Friday, August 29, 2008

Chapters 7-9: What the Dickens?

Over at my other blog, an old friend described his own experience with The Man Who Was Thursday by writing, "I don’t recall all the details but that it was a good read. I just remember the way the plot spiraled out of control steadily." I think that about sums up chapters 7, 8, and 9, in which very little happens - seemingly happens? Throw me a rope here, G.K.!

The first of these three chapters is mostly spent on a parodic chase. After Sunday handles the capture of the spy, he adjourns the meeting (while throwing off some great lines: "If you’d take your head home and boil it for a turnip it might be useful. I can’t say. But it might." [p. 70]), and Syme flees only to find himself effortlessly pursued by one of the other anarchists. Reflecting on the chase, I thought alternately of the rather scary scenes in Terminator 2 in which the evil morphing robot relentlessly pursues the good guys and of the over-the-top chase sequences in the various Jason Bourne movies. Chesterton pulls it off quite well, I think.

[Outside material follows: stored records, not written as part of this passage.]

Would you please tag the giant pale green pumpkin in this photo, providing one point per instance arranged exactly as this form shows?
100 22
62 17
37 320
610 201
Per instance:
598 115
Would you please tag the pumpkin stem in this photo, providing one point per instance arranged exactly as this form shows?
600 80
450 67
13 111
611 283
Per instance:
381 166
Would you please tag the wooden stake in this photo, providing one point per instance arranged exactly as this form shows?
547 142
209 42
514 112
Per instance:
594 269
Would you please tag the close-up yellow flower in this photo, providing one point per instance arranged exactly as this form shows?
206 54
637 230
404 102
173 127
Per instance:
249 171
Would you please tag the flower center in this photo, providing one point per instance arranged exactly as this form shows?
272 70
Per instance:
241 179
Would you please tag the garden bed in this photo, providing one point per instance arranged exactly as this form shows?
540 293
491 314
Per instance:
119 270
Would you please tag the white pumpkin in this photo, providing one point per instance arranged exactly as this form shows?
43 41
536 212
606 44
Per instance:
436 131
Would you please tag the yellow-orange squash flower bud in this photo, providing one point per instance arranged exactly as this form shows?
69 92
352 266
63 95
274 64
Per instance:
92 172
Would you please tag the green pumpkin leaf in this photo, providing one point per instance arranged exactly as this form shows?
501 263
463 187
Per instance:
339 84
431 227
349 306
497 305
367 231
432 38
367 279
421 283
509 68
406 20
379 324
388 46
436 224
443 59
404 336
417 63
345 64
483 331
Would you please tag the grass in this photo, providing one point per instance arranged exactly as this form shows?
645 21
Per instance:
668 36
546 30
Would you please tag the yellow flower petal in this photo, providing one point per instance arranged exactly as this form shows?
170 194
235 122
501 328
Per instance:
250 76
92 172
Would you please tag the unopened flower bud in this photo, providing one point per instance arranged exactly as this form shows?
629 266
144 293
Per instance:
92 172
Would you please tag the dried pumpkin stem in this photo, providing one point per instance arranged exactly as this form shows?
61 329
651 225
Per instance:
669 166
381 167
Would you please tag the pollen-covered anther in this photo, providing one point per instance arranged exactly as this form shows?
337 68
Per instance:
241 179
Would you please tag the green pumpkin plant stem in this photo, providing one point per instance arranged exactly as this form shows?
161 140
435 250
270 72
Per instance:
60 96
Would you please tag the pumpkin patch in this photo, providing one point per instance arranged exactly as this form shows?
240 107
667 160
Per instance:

In the next chapter, the pursuer, having caught Syme, reveals his true identity, which matches up quite well with Syme's own personal history and includes a rather funny bit about how a counterfeit can be more authentic than the real thing. Besides being a nifty little plot device, is this perhaps a comment by Chesterton on how fiction can be more real than journalism or history? Or is it a hint of another layer of duplicity and false identity behind the council of anarchists, which is at least three-sevenths cops? A shot in the dark: the police chief who is recruiting the policemen is actually an anarchist, recruiting men to be anarchists who pretend to be policemen.

This fuzziness made my head hurt, but I plunged on into the last of these three chapters, #9, which features even more wildness (a finger-tapping code, another policeman-anarchist), a few more of Chesterton's increasingly funny lines (for instance, at the top of p. 103), and a cabal of cops conspiring against one of the anarchists. It ends in a cliffhanger, but I can't help thinking that the object of the conspiracy is, of course, another cop pretending to be an anarchist.